After brunch we headed out of town to Vermillion Falls, situated next to an old mill. We may have been traveling with some excited canines as well….

peek-a-boo  Vermillion Falls

Old Mill ruins

tired pups in the back

peek-a-boo 2

After dropping said canines back at home and recharging both our phones and our energy levels, we headed for another brewery on our list, Surly. As with Indeed, they asked for ID for all patrons, which is rather laughable at our age. They have an enormous facility, with a large indoor beer hall complete with picnic tables, and an equally large outdoor patio. Since we weren’t eating we went outside and enjoyed the cooler twilight air. I definitely enjoyed their sour beer collection, best of the trip.

Our final stop was back in St. Paul at W.A Frost, a restaurant with a lovely tree filled outdoor patio and food to match. We didn’t get a chance to enjoy the basement bar area but it looked very inviting, especially if the weather is cooler (i.e. most of the time).

Monday morning

On our way to the airport we had breakfast at Tiny Diner with a woman Leandra met during her dumpling class in Beijing two years ago!

Scotland 2017: layover in London

What to do with a half day in London? How about enjoying art, beer, and a show?

We started at one of our favorite museums, the National Gallery. Leandra hadn’t seen Cagnacci’s Repentant Magdalene (a special exhibit) so I insisted we start there.

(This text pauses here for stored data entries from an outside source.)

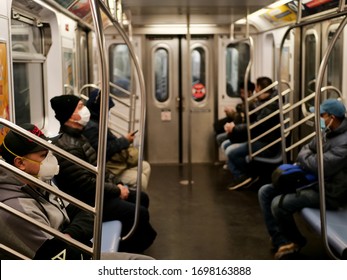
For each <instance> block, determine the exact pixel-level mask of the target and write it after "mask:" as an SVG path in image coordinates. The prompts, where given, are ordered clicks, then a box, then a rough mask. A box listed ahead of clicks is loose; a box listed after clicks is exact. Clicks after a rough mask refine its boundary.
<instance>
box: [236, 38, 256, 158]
mask: <svg viewBox="0 0 347 280" xmlns="http://www.w3.org/2000/svg"><path fill="white" fill-rule="evenodd" d="M242 41H244V42H248V43H249V62H248V65H247V68H246V72H245V77H244V81H243V82H244V91H245V94H246V97H245V115H246V124H247V128H248V127H249V126H250V124H251V121H250V118H249V100H248V98H247V95H248V81H249V77H250V73H251V69H252V65H253V60H254V42H253V38H252V37H250V36H249V37H248V38H245V39H243V40H237V41H235V42H242ZM247 139H251V134H250V130H249V129H247ZM248 149H249V154H251V149H252V147H251V143H250V142H249V141H248Z"/></svg>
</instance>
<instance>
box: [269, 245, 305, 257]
mask: <svg viewBox="0 0 347 280" xmlns="http://www.w3.org/2000/svg"><path fill="white" fill-rule="evenodd" d="M299 251H300V246H299V245H298V244H295V243H293V242H292V243H289V244H285V245H282V246H280V247H279V248H278V250H277V252H276V254H275V259H276V260H280V259H283V258H284V257H285V256H288V255H292V254H295V253H297V252H299Z"/></svg>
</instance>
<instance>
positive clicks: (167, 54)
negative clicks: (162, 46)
mask: <svg viewBox="0 0 347 280" xmlns="http://www.w3.org/2000/svg"><path fill="white" fill-rule="evenodd" d="M154 71H155V73H154V74H155V99H156V100H157V101H158V102H165V101H166V100H168V99H169V75H168V72H169V54H168V51H167V50H166V49H164V48H158V49H157V50H156V51H155V53H154Z"/></svg>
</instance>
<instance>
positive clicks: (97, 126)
mask: <svg viewBox="0 0 347 280" xmlns="http://www.w3.org/2000/svg"><path fill="white" fill-rule="evenodd" d="M99 92H100V91H99V90H94V91H92V92H91V94H90V96H89V100H88V102H87V104H86V105H87V107H88V109H89V111H90V114H91V116H90V120H89V122H88V123H87V125H86V127H85V128H84V130H83V135H84V136H85V137H86V138H87V139H88V141H89V143H90V144H91V145H92V147H93V148H94V149H95V150H96V151H98V141H99V117H100V98H99ZM113 106H114V103H113V101H112V99H111V98H109V110H110V109H111V108H112V107H113ZM133 141H134V134H133V133H129V134H128V135H127V136H126V137H119V138H117V137H116V136H115V135H114V134H113V133H112V132H111V130H110V129H109V128H108V129H107V147H106V162H107V163H106V167H107V168H108V169H109V171H111V172H112V173H114V174H115V175H116V176H118V178H119V179H120V180H121V181H122V182H123V183H124V184H126V185H129V186H134V185H136V181H137V164H136V166H131V167H129V166H124V169H115V168H113V166H114V162H113V156H114V155H115V154H119V153H120V152H121V151H122V150H124V149H127V148H129V146H130V144H131V143H133ZM150 173H151V167H150V165H149V163H148V162H147V161H143V162H142V176H141V187H142V188H143V189H144V190H146V189H147V186H148V180H149V176H150Z"/></svg>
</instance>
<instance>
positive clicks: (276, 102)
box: [228, 92, 281, 144]
mask: <svg viewBox="0 0 347 280" xmlns="http://www.w3.org/2000/svg"><path fill="white" fill-rule="evenodd" d="M274 94H277V93H276V92H274ZM274 94H272V95H271V96H269V98H267V99H265V100H262V101H260V102H259V103H258V104H257V105H256V106H260V105H262V104H264V103H265V102H267V101H268V100H269V99H271V98H272V97H273V96H274ZM276 110H278V103H277V102H272V103H271V104H269V105H267V106H265V107H264V108H262V109H260V110H259V111H257V112H255V113H254V115H255V117H254V119H252V120H251V123H256V122H258V121H260V120H262V119H263V118H265V117H267V116H268V115H270V114H272V113H273V112H275V111H276ZM279 123H280V119H279V114H276V115H275V116H273V117H271V118H269V119H268V120H266V121H264V122H262V123H260V124H259V125H257V126H256V127H254V128H253V129H251V138H252V139H254V138H256V137H257V136H259V135H261V134H263V133H264V132H266V131H268V130H270V129H271V128H272V127H274V126H275V125H278V124H279ZM228 136H229V139H230V140H231V142H232V143H241V142H246V141H248V138H247V124H246V123H243V124H238V125H236V126H235V127H234V129H233V131H232V133H230V134H229V135H228ZM280 136H281V131H280V129H279V128H278V129H276V130H274V131H273V132H271V133H269V134H267V135H266V136H264V137H262V138H261V139H259V141H260V142H262V143H264V144H269V143H271V142H273V141H274V140H276V139H277V138H279V137H280Z"/></svg>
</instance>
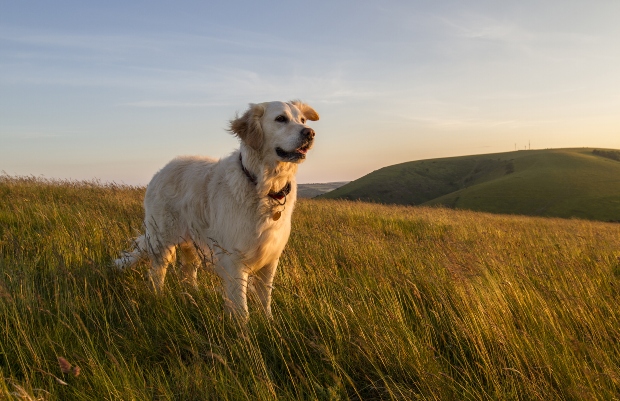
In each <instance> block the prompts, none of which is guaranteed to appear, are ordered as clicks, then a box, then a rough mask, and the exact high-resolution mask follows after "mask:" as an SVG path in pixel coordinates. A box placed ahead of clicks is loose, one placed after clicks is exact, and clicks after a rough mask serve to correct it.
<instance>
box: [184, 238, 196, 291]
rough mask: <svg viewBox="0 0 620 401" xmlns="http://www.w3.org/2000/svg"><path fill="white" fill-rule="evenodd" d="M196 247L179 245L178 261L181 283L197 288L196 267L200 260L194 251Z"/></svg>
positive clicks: (195, 251)
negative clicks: (196, 287)
mask: <svg viewBox="0 0 620 401" xmlns="http://www.w3.org/2000/svg"><path fill="white" fill-rule="evenodd" d="M195 247H196V245H194V244H191V243H185V244H181V245H180V246H179V248H180V254H179V256H180V260H181V271H182V273H183V279H182V280H183V282H184V283H186V284H189V285H191V286H192V287H194V288H196V287H197V286H198V281H197V278H198V265H199V264H200V259H199V258H198V254H197V253H196V249H195Z"/></svg>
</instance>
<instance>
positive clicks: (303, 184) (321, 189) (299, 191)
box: [297, 181, 349, 198]
mask: <svg viewBox="0 0 620 401" xmlns="http://www.w3.org/2000/svg"><path fill="white" fill-rule="evenodd" d="M348 182H349V181H343V182H326V183H323V184H298V185H297V197H298V198H314V197H316V196H319V195H322V194H324V193H327V192H330V191H333V190H334V189H336V188H340V187H341V186H343V185H344V184H346V183H348Z"/></svg>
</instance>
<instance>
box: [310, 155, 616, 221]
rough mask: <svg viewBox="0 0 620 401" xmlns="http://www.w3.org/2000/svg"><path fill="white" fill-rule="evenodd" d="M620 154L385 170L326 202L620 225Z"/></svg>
mask: <svg viewBox="0 0 620 401" xmlns="http://www.w3.org/2000/svg"><path fill="white" fill-rule="evenodd" d="M619 154H620V151H616V150H609V149H602V150H601V149H585V148H580V149H551V150H526V151H516V152H507V153H496V154H486V155H475V156H462V157H450V158H442V159H431V160H420V161H415V162H408V163H402V164H397V165H393V166H389V167H384V168H382V169H380V170H377V171H374V172H372V173H370V174H368V175H366V176H364V177H362V178H360V179H358V180H355V181H352V182H350V183H349V184H347V185H344V186H342V187H340V188H338V189H336V190H334V191H332V192H330V193H327V194H324V195H322V196H321V197H322V198H340V199H352V200H357V199H359V200H363V201H370V202H377V203H387V204H403V205H442V206H447V207H451V208H458V209H469V210H478V211H486V212H493V213H514V214H525V215H537V216H555V217H580V218H586V219H594V220H604V221H620V161H618V160H616V158H615V156H616V155H619Z"/></svg>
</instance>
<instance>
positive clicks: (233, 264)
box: [218, 257, 249, 319]
mask: <svg viewBox="0 0 620 401" xmlns="http://www.w3.org/2000/svg"><path fill="white" fill-rule="evenodd" d="M221 263H222V265H223V266H221V267H222V270H221V271H219V272H218V274H219V276H220V277H221V278H222V282H223V284H224V309H225V310H226V312H228V313H229V314H230V315H232V316H237V317H241V318H243V319H247V318H248V302H247V290H248V279H249V275H248V273H247V271H246V270H245V269H243V268H242V267H239V266H237V265H236V264H235V263H234V262H233V261H232V260H230V258H229V257H225V258H222V260H221Z"/></svg>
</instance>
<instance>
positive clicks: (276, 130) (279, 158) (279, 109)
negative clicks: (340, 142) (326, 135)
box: [229, 100, 319, 163]
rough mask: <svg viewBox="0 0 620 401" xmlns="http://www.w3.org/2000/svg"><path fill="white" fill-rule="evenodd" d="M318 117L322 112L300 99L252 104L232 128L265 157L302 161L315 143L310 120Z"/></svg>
mask: <svg viewBox="0 0 620 401" xmlns="http://www.w3.org/2000/svg"><path fill="white" fill-rule="evenodd" d="M318 119H319V115H318V113H317V112H316V111H314V109H313V108H312V107H310V106H308V105H307V104H305V103H302V102H301V101H299V100H294V101H291V102H288V103H284V102H268V103H260V104H250V108H249V109H248V110H247V111H246V112H245V113H243V115H242V116H241V117H237V118H235V119H234V120H232V121H231V122H230V128H229V131H230V132H232V133H233V134H235V135H237V136H238V137H239V138H240V139H241V140H242V141H243V143H245V144H246V145H247V146H249V147H250V148H252V149H254V150H255V151H258V152H260V153H261V154H262V155H263V157H264V158H269V159H272V158H273V159H275V160H277V161H283V162H291V163H301V162H302V161H303V160H304V159H305V158H306V154H307V153H308V150H310V148H312V145H313V144H314V130H313V129H312V128H310V127H308V126H307V125H306V123H307V122H308V121H317V120H318Z"/></svg>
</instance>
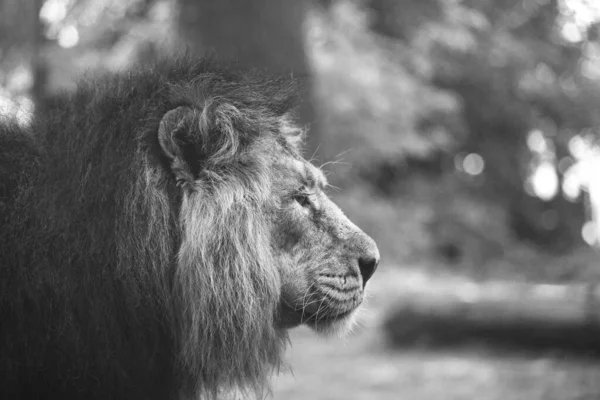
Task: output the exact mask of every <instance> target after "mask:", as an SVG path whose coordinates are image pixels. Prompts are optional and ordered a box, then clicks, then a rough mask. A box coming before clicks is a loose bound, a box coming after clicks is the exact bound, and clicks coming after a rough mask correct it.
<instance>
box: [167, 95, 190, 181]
mask: <svg viewBox="0 0 600 400" xmlns="http://www.w3.org/2000/svg"><path fill="white" fill-rule="evenodd" d="M195 120H196V118H195V113H194V110H193V109H192V108H190V107H186V106H181V107H177V108H175V109H173V110H170V111H168V112H167V113H166V114H165V115H164V116H163V118H162V120H161V121H160V125H159V127H158V142H159V143H160V147H161V149H162V151H163V153H164V155H165V156H166V157H167V158H169V159H170V160H171V169H172V170H173V173H174V174H175V176H176V178H177V180H185V181H189V182H191V181H193V180H194V176H197V174H198V172H199V171H198V165H197V164H198V162H199V159H200V157H199V154H196V151H195V150H196V147H197V144H196V141H197V140H198V139H200V135H198V134H197V133H196V134H194V129H196V130H199V126H198V124H197V123H195V122H194V121H195Z"/></svg>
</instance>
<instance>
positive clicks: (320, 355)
mask: <svg viewBox="0 0 600 400" xmlns="http://www.w3.org/2000/svg"><path fill="white" fill-rule="evenodd" d="M396 271H397V269H395V268H394V267H389V266H388V267H386V266H383V267H382V268H381V270H379V271H378V272H377V274H376V275H375V276H374V277H373V279H372V281H371V282H370V284H369V285H370V289H371V293H372V296H371V298H370V299H369V302H368V304H367V306H366V309H365V312H364V318H363V319H364V321H365V322H364V323H363V324H362V326H361V327H360V328H358V329H357V330H356V331H355V332H354V333H353V334H351V335H350V336H349V337H347V338H345V339H340V338H328V339H325V338H319V337H317V336H316V335H314V334H313V333H312V332H311V331H310V330H308V329H306V328H299V329H296V330H294V331H293V332H292V335H291V336H292V337H291V346H290V348H289V350H288V354H287V359H288V361H289V364H290V366H291V371H283V372H282V374H280V375H279V376H278V377H277V378H276V379H275V383H274V393H273V395H274V398H275V399H276V400H284V399H285V400H299V399H319V400H334V399H335V400H341V399H344V400H359V399H377V400H388V399H389V400H391V399H407V400H463V399H464V400H475V399H476V400H537V399H544V400H587V399H589V400H592V399H600V379H598V378H599V377H600V363H595V362H594V361H592V360H583V359H576V358H574V357H566V356H558V355H552V354H547V353H546V354H528V355H524V354H517V353H514V354H507V353H503V354H500V353H498V352H497V351H496V352H494V351H493V350H491V349H482V348H470V349H469V348H461V349H454V350H452V349H450V350H444V351H439V350H437V351H430V350H426V349H417V348H412V349H408V350H393V349H390V348H389V347H388V346H387V345H386V342H385V340H384V338H383V337H382V335H381V329H380V327H379V326H380V323H381V318H382V316H383V315H384V313H385V310H386V309H387V307H389V306H391V305H392V303H393V302H394V301H396V300H395V299H397V295H395V293H394V286H395V285H394V282H395V280H396V282H397V279H400V277H401V276H402V274H398V273H396ZM397 286H398V285H396V287H397Z"/></svg>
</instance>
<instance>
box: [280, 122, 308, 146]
mask: <svg viewBox="0 0 600 400" xmlns="http://www.w3.org/2000/svg"><path fill="white" fill-rule="evenodd" d="M279 124H280V129H281V133H282V134H283V136H284V137H285V139H286V140H287V142H288V144H289V145H290V146H291V147H292V148H294V149H295V150H296V151H297V152H298V153H300V154H302V150H303V147H304V143H305V141H306V129H305V128H301V127H300V126H298V125H297V124H296V123H295V122H294V120H293V118H292V115H291V113H287V114H284V115H283V116H282V117H281V118H280V119H279Z"/></svg>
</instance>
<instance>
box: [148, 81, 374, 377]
mask: <svg viewBox="0 0 600 400" xmlns="http://www.w3.org/2000/svg"><path fill="white" fill-rule="evenodd" d="M202 85H203V87H207V86H210V82H209V81H208V80H206V81H204V82H203V83H202ZM275 87H276V88H277V89H273V88H272V87H269V86H264V85H262V86H254V87H252V86H244V85H241V86H238V85H235V86H232V87H226V88H225V89H224V90H223V89H222V91H221V92H216V91H215V90H214V89H213V90H212V92H210V94H207V93H208V92H207V91H206V90H199V88H198V87H195V88H193V89H192V90H189V89H185V88H177V89H176V90H177V93H178V96H179V97H178V98H180V99H182V98H183V99H185V101H183V103H184V104H182V105H179V106H178V107H176V108H172V109H170V110H168V111H166V113H165V114H164V116H163V118H162V120H161V122H160V129H159V132H158V136H159V143H160V147H161V150H162V154H163V155H164V156H166V158H167V160H168V165H169V167H170V169H171V171H172V173H173V176H174V179H175V181H176V182H177V185H178V186H179V188H180V189H181V192H182V196H183V198H182V208H181V213H180V221H181V226H182V229H183V240H182V245H181V248H180V250H179V258H178V260H179V265H178V267H179V269H180V270H181V271H182V272H181V274H180V275H179V278H180V279H183V282H180V284H179V285H178V286H177V287H178V288H179V289H181V290H183V292H182V296H183V299H184V300H183V301H184V302H185V303H186V304H190V303H191V304H193V308H192V309H191V311H190V313H191V314H190V315H189V316H188V317H189V318H191V319H192V320H188V321H187V322H186V321H184V329H187V330H188V336H187V338H185V339H186V342H187V344H186V343H184V345H186V346H187V347H188V351H185V352H184V354H186V355H187V356H189V357H192V359H190V360H189V361H190V364H191V365H200V364H207V362H206V360H205V361H204V362H203V363H198V362H196V361H194V360H193V358H195V357H197V355H195V354H193V349H194V348H195V346H197V343H199V342H205V343H206V342H210V343H214V342H215V341H217V342H219V345H220V346H226V345H230V346H232V348H231V349H230V350H229V351H228V352H227V353H228V354H230V356H231V358H232V360H230V361H233V360H234V359H236V360H239V359H240V358H243V357H245V360H244V362H252V360H253V357H249V354H250V355H253V356H256V357H264V356H265V355H267V356H270V355H272V353H270V352H266V353H264V350H265V349H269V348H272V344H271V345H269V344H268V343H267V342H268V341H270V340H272V337H273V335H274V334H275V335H279V337H282V336H283V334H282V332H285V330H286V329H288V328H291V327H294V326H297V325H299V324H303V323H305V324H307V325H309V326H310V327H312V328H313V329H315V330H316V331H317V332H323V333H329V332H334V331H335V332H344V331H346V330H347V328H348V327H349V326H350V325H351V324H352V322H353V320H354V318H353V317H354V315H355V311H356V310H357V308H358V307H359V306H360V304H361V302H362V301H363V298H364V291H365V285H366V283H367V281H368V280H369V278H370V277H371V276H372V274H373V273H374V272H375V269H376V268H377V265H378V262H379V252H378V249H377V246H376V244H375V242H374V241H373V240H372V239H371V238H370V237H369V236H367V235H366V234H365V233H364V232H362V231H361V230H360V229H359V228H358V227H357V226H356V225H354V224H353V223H352V222H351V221H350V220H349V219H348V218H347V217H346V216H345V215H344V214H343V213H342V211H341V210H340V209H339V208H338V207H337V206H336V205H335V204H334V203H333V202H332V201H331V200H330V199H329V197H328V196H327V195H326V189H327V180H326V178H325V176H324V174H323V172H322V171H321V170H320V169H319V168H316V167H315V166H313V165H312V164H311V163H310V162H308V161H306V160H305V159H304V158H303V157H302V156H301V142H302V139H303V135H304V131H303V130H302V129H300V128H298V127H296V126H294V125H293V124H292V123H291V119H290V101H289V100H286V99H288V97H289V95H290V91H289V89H290V88H289V87H286V86H284V90H283V91H282V89H281V84H280V83H278V86H275ZM213 88H214V86H213ZM269 88H270V89H269ZM203 265H206V266H209V268H205V269H203V268H202V266H203ZM190 271H196V273H197V274H199V275H200V276H199V277H198V280H190V278H191V277H193V276H194V274H193V273H191V272H190ZM193 292H197V294H196V295H194V296H192V297H195V299H194V300H193V301H190V300H189V297H190V293H193ZM213 292H218V293H217V296H216V299H211V297H209V296H207V295H206V293H213ZM228 303H229V304H228ZM194 308H197V309H198V310H202V311H203V312H202V313H201V312H197V313H194ZM206 310H212V311H211V314H207V313H206ZM209 315H210V318H211V320H210V321H202V320H201V319H202V318H203V317H208V316H209ZM215 318H216V321H218V324H220V325H218V327H219V328H224V327H225V328H230V329H225V330H221V331H219V330H216V331H215V332H211V330H210V329H207V328H206V325H208V324H211V323H212V324H214V323H215ZM227 324H231V326H230V327H229V326H227ZM240 330H241V331H243V332H244V333H245V335H244V334H242V335H241V337H240V333H241V332H240ZM210 335H215V337H207V336H210ZM228 335H231V336H228ZM217 336H218V337H217ZM246 340H247V341H246ZM256 351H261V352H263V353H262V354H260V355H257V354H255V352H256ZM213 354H214V355H215V356H218V357H223V356H222V355H220V353H219V352H215V353H213ZM240 354H245V356H243V357H240ZM226 357H227V356H226ZM215 363H217V364H218V363H220V361H216V360H211V361H210V364H215ZM231 364H232V365H237V364H236V363H235V362H232V363H231ZM222 368H224V369H226V368H227V366H226V365H223V367H222Z"/></svg>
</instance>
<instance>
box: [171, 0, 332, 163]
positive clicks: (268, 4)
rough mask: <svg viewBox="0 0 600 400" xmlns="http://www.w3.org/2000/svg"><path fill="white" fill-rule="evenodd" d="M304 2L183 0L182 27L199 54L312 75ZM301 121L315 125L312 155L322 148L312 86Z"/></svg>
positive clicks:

After that we explored several of our favorite rooms for the Monet, Van Gogh, and many other masterpieces, then made our way to the Reubens and Rembrandt exhibition.

mural @ National Gallery

admiring art at National Gallery

As we left a brief rain cleared out the sidewalk in front of the museum.

rainy London afternoon

The Whiskey exchange is only a few blocks away, so we headed there to pick up a bottle of Kilchoman Sanaig which we hadn’t purchased in Scotland.

Since it was May Day, restaurant hours were a bit off – Gordon’s Wine Bar cellar was packed inside when we arrived, and our second choice, Terroirs, was closed. Instead, we walked up to Craft, where we managed to get a table from a departing group. I went with the Partizan lemongrass saison, a beer I’ve had in London before – a nice mild tartness, quite refreshing, good with food – and then a Calypso Siren. Leandra went for the Pig&Porter dance first stout – quite lite but serviceable. With a 7:30p show we also needed to eat early, so we ordered the oak smoked brisket and the applewood smoked pork. Both were really nice, a great snack!

Around 7p we got the theater to pick up our tickets and find our seats for a show we’ve wanted to see for a while, The Curious Incident of the Dog in the Night-Time. As usual, we found a good deal on some last minute tickets just a few days earlier. We both enjoyed the staging and production, and we’re quite glad we experienced it before they closed their London run in June.

All in all, another great day in London.